Sebagai perempuan, aku boleh dan amat sangat dianjurkan untuk terus berdaya. Mau jadi ibu pekerja, pebisnis, pembelajar, content creator, apapun itu, menjadi istri dan ibu bukanlah penghalang untuk mengejar mimpi. Malah dengan terus berdaya, kita akan semakin terampil sebagai ibu. Beda sekali rasanya ketika murni menjadi ibu versus ketika mengerjakan proyek menulis. Aku langsung pandai mengatur waktu, menjadi pemikir cepat, koki yang cekatan, fokus ketika bermain dengan anak, dan memiliki tidur yang berkualitas. Mengapa? Karena jika aku ingin memiliki waktu me time yang banyak untuk pekerjaanku, urusan domestik haruslah diselesaikan dengan tepat dan cepat. Jika tidak ada stimulus berupa pekerjaan di luar kewajibanku sebagai ibu, biasanya aku cenderung take it for granted dan berjalan di tempat saja.
Berdaya dan Peduli Bukan Berarti Harus Melulu Ideal
Memang benar, tidak semua hal yang kutuliskan di atas selalu bisa kita lakukan dengan ideal. Lagi dan lagi, kita akan menjumpai masa di mana kita abai pada diri sendiri. Sebab bukanlah hidup memang begitu? Justru hidup akan menarik kalau tidak melulu ideal. Seorang ibu pun pasti akan menjumpai gap time di manapun tahapan kehidupannya, misal ketika harus fokus membesarkan anak-anak yg masih kecil atau ketika menjumpai masalah rumah tangga yg membuat mental jatuh. Namun kabar baiknya, masa untuk bangkit itu akan selalu ada di depan sana.

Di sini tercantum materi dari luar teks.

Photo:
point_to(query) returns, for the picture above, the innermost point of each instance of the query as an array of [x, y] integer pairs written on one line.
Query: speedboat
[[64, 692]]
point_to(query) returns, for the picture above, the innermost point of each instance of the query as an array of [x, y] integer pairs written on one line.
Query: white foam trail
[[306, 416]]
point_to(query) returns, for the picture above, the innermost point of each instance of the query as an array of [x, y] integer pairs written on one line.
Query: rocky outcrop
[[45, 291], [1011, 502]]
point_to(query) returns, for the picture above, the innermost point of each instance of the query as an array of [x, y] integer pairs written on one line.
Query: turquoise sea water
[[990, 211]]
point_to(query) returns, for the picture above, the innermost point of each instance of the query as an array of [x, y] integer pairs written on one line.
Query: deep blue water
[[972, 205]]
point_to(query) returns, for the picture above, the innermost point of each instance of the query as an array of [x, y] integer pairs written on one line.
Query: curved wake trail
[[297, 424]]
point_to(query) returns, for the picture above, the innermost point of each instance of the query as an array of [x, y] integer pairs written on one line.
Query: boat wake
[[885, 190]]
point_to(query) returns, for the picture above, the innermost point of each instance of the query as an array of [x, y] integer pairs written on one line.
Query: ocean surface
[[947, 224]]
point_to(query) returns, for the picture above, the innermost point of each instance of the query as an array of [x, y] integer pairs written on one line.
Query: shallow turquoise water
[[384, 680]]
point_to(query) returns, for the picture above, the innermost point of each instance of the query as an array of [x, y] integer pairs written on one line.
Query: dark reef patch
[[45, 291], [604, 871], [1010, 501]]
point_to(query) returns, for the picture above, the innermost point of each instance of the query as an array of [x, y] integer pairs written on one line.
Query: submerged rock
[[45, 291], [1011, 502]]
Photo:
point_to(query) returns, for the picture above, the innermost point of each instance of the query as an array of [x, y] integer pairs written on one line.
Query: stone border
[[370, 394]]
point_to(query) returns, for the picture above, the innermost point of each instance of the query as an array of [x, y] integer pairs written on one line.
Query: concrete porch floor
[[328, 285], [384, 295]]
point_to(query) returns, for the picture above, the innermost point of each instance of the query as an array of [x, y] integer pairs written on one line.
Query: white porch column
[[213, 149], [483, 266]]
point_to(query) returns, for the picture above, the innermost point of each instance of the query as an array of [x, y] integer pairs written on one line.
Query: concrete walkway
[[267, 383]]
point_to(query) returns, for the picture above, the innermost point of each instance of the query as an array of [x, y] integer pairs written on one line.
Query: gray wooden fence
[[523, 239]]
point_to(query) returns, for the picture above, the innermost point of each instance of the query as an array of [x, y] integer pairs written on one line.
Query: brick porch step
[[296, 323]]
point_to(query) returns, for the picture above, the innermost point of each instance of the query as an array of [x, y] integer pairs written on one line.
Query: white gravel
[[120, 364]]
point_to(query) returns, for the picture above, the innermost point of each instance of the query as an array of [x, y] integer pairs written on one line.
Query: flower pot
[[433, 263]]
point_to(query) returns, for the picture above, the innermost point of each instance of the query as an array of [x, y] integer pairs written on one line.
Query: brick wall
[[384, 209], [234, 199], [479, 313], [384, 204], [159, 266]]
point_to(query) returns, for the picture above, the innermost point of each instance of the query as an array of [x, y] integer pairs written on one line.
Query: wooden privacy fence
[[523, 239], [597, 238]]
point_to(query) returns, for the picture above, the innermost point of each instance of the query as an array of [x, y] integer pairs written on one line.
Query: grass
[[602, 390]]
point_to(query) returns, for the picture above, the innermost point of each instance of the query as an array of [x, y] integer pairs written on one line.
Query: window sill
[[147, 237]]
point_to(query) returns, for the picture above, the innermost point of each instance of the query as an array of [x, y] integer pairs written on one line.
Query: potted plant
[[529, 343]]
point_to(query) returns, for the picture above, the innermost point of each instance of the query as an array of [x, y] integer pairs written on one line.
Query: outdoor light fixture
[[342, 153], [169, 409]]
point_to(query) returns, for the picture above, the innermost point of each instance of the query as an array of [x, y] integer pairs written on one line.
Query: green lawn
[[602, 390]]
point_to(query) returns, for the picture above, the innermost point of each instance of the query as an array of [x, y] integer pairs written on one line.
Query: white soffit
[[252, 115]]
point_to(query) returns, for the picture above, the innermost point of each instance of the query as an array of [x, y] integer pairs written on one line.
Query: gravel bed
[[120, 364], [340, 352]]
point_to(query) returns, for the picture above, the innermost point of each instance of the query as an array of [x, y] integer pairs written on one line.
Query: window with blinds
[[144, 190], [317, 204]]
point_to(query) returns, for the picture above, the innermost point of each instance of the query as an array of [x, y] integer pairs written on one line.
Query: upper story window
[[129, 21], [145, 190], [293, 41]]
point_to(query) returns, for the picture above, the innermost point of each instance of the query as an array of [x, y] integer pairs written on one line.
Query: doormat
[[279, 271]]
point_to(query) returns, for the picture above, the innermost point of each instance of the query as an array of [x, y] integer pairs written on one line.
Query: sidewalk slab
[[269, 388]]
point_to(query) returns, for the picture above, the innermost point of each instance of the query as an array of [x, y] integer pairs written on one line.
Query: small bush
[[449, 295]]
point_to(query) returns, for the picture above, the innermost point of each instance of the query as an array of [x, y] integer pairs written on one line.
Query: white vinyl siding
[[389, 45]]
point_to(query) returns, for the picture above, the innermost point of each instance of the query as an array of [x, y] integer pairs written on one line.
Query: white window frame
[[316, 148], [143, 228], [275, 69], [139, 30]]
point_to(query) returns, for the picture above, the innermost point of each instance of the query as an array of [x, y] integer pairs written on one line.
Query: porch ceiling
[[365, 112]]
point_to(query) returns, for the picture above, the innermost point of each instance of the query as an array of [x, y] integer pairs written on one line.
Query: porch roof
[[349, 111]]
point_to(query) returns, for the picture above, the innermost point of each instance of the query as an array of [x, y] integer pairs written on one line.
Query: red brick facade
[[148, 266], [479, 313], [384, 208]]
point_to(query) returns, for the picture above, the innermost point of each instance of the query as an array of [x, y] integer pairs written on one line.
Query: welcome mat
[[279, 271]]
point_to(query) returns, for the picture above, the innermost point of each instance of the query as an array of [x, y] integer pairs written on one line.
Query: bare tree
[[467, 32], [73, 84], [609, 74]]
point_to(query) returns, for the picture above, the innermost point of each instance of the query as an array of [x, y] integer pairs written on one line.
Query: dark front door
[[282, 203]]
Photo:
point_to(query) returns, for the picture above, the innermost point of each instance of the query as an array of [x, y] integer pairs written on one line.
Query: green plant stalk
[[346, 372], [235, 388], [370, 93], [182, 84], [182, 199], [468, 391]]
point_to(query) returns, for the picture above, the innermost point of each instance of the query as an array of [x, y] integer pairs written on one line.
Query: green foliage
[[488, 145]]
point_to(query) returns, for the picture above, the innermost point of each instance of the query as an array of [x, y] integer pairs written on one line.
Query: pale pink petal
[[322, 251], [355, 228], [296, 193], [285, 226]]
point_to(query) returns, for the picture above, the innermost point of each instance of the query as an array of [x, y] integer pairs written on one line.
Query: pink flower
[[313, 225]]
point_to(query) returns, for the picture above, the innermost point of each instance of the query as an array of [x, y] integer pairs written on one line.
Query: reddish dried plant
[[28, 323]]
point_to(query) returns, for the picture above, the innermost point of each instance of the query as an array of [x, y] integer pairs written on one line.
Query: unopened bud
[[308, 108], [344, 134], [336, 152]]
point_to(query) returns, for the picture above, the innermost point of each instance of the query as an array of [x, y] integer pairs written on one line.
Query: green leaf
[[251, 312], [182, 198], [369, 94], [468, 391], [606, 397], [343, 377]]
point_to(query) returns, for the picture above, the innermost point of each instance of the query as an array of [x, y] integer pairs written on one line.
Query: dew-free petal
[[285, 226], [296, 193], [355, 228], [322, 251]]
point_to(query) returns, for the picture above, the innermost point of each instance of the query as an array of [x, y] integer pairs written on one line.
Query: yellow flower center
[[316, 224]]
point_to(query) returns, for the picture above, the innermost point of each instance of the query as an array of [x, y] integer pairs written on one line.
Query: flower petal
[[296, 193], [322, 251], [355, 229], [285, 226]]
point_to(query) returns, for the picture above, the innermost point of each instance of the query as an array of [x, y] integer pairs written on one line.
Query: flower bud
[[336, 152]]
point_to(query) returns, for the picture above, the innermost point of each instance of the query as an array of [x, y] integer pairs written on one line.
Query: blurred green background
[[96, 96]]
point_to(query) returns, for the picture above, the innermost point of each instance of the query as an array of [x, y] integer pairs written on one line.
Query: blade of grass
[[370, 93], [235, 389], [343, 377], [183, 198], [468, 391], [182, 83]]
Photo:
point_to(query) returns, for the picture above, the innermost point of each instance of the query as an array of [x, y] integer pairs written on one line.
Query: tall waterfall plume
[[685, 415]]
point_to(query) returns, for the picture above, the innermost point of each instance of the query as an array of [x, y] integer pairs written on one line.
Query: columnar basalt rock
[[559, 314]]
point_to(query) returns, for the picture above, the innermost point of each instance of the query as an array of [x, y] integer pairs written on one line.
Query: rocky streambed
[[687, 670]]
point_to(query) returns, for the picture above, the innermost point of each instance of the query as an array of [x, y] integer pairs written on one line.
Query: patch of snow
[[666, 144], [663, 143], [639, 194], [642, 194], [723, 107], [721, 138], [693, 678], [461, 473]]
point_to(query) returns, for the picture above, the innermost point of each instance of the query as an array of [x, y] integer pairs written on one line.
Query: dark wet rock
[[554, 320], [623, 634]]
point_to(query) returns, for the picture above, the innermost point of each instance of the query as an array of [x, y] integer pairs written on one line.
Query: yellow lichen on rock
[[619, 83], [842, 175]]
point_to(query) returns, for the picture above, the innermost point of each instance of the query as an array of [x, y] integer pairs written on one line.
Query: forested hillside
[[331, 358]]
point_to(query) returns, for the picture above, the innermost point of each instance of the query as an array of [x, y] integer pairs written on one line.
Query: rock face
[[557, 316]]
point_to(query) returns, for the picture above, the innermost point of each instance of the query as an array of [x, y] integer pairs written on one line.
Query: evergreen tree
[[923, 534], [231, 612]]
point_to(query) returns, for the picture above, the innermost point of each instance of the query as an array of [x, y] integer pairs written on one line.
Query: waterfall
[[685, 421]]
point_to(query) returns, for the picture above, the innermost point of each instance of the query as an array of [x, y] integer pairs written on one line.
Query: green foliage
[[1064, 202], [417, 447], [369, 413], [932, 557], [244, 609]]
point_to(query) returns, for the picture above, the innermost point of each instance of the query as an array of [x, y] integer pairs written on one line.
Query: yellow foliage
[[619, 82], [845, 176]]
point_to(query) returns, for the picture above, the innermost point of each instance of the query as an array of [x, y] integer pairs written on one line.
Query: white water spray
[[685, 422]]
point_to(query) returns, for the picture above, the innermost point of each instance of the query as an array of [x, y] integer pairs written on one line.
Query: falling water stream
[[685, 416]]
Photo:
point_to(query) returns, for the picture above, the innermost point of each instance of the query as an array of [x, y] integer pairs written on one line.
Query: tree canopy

Bukankah sesusah kesulitan itu ada kemudahan?
Marilah kita pegang itu.
Duhai perempuan, jangan terlalu lama abai pada dirimu sendiri. Cita-citamu, jangan pula dikubur terlalu dalam. Mari kita gali kembali, bangkitkan lagi impian kita yg sempat tertunda. Tentang bagaimana kita melihat diri kita di masa depan. Itu juga adalah hak kita sebagai manusia, sebagai perempuan.
Aku pikir, values ini adalah kado terindah dalam perjalanan usiaku yg kian melewati angka tiga. Jadi moderat dalam peranku yang utuh sebagai perempuan.